I tried both version on the same phone, meizu mx4 pro and PLK-AL10, and counted the time spent only on fftwf_execute operations(R2C and C2R).

Any suggestions?

waterball commented 6 years ago

I've written a speed testing sample in Android Studio for R2C operations. At the same time, I've debuged into the simd_neon.h files so that I'm pretty sure that fftw uses neon to optimize fft. Sample code is here, Code snippets as:

    const int size = 32;
    float *in = (float *)fftwf_malloc(size * size * sizeof(float));
    fftwf_complex *out = (fftwf_complex *)fftwf_malloc(size * ((size / 2 + 1) * 2) * sizeof(float));
    fftwf_plan p = fftwf_plan_dft_r2c_2d(size, size, in, out, FFTW_ESTIMATE);

    timeval begin, end;
    double elapse;
    gettimeofday(&begin, 0);
    for (int i = 0; i < 1000; ++i)
        fftwf_execute(p);
    gettimeofday(&end, 0);
    elapse = 1000.0 * (end.tv_sec - begin.tv_sec) + (end.tv_usec - begin.tv_usec) / 1000.0;
    elapse = elapse / 1000.0;

    char elapse_s[100];
    sprintf(elapse_s, "Elapse: %f ms\n", elapse);
    fftwf_destroy_plan(p);
    fftwf_free(in);
    fftwf_free(out); 

I tested R2C 2d operation on Meizu mx4, and came to a wierd result as follows:

size 32x32 64x64 80x80 128x128
with neon 0.053 ms 0.38 ms 1.19 ms 2.8 ms
without neon 0.041 ms 0.46 ms 0.62 ms 2.66 ms

We see that in most cases fftw without neon is faster than the other. If the way I use FFTW is wrong, correct me. Thanks!!!

ast commented 5 years ago

I also find the neon version slower...

NPellet commented 4 years ago

I got there because I noticed the same behaviour.
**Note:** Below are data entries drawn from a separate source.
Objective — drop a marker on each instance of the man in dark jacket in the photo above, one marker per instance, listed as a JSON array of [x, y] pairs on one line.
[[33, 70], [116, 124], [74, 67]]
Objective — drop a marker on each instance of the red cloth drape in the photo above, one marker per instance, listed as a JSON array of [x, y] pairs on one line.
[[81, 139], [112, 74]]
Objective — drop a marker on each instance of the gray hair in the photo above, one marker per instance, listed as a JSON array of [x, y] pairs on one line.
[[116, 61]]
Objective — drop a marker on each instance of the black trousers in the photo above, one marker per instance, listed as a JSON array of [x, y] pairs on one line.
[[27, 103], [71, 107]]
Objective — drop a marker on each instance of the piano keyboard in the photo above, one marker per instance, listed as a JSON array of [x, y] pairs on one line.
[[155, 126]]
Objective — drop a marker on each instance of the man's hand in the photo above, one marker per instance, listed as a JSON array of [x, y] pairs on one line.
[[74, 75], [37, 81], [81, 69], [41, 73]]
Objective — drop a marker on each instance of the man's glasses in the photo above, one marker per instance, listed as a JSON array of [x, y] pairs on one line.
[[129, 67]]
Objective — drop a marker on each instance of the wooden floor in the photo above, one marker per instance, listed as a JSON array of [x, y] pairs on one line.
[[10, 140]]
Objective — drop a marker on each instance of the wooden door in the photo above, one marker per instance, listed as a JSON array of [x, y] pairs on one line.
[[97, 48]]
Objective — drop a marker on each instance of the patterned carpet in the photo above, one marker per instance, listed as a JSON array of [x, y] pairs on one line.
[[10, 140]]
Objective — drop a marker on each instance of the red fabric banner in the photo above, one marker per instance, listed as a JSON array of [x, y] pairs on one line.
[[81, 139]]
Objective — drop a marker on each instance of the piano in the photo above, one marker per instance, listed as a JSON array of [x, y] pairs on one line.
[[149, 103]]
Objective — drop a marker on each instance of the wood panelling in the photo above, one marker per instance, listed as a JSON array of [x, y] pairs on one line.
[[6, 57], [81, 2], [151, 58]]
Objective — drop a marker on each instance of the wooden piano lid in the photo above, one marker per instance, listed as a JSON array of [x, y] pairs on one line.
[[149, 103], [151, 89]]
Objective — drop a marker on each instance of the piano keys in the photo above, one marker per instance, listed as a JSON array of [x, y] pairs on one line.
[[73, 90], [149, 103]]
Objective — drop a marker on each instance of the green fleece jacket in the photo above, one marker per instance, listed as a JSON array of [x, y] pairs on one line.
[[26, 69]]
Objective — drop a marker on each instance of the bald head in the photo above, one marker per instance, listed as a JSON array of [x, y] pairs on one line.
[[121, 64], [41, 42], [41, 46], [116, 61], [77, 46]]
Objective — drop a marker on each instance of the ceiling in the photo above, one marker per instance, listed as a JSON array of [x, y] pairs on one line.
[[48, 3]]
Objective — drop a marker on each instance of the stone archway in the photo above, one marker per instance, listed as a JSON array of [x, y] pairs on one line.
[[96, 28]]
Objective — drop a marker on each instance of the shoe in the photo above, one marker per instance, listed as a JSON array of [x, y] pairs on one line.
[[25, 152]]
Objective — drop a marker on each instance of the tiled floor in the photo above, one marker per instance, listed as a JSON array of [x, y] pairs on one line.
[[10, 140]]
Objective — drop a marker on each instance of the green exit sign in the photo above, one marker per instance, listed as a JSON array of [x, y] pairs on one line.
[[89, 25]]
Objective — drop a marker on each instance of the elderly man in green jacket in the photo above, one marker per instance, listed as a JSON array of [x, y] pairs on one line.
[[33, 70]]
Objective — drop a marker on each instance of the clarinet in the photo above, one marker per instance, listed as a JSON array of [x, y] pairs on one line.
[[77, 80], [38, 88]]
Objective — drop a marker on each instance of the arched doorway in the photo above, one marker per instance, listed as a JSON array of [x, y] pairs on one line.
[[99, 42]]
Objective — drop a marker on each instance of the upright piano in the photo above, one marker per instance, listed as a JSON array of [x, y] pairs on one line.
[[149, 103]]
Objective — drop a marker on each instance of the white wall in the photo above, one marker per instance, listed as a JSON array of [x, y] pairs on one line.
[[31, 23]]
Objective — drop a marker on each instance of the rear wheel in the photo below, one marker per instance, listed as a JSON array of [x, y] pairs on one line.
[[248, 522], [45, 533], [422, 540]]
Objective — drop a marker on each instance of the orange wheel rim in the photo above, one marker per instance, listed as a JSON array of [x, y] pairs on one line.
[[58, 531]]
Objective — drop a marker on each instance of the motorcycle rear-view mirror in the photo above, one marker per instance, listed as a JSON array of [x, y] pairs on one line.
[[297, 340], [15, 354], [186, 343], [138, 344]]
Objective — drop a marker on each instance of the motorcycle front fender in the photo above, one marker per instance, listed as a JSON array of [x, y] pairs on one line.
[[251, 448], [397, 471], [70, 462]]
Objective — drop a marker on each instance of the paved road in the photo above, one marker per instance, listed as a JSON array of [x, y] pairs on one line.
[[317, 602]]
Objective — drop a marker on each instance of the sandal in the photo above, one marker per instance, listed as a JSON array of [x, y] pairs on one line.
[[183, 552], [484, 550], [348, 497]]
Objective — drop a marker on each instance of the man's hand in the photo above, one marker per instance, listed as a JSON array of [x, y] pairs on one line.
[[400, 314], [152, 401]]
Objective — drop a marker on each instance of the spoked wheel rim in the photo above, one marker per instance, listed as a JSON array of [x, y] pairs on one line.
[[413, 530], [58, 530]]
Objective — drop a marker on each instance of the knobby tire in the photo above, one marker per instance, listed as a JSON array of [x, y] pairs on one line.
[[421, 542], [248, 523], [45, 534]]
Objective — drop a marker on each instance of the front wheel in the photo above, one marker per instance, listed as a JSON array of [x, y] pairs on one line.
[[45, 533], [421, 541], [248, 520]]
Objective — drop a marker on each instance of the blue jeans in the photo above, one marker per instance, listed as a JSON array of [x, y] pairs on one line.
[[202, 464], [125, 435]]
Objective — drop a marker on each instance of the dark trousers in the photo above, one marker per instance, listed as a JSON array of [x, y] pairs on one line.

Actually I'm a bit confused about the -mfpu option. In configure.ac, the following appears

        case "${host_cpu}" in
            aarch64)
                ;;
            *)
                if test "$have_neon" = "yes" -a "x$NEON_CFLAGS" = x; then
                    AX_CHECK_COMPILER_FLAGS(-mfpu=neon, [NEON_CFLAGS="-mfpu=neon"],
                [AC_MSG_ERROR([Need a version of gcc with -mfpu=neon])])
                fi
                ;;
        esac

But the aarch64 reference states that the -mfpu flag is ignored ("-mfpu=list is rejected when targeting AArch64.", see https://developer.arm.com/documentation/100067/0608/armclang-Command-line-Options/-mfpu?lang=en)

The documention goes on to state that the -mcpu option is the relevant one for aarch64.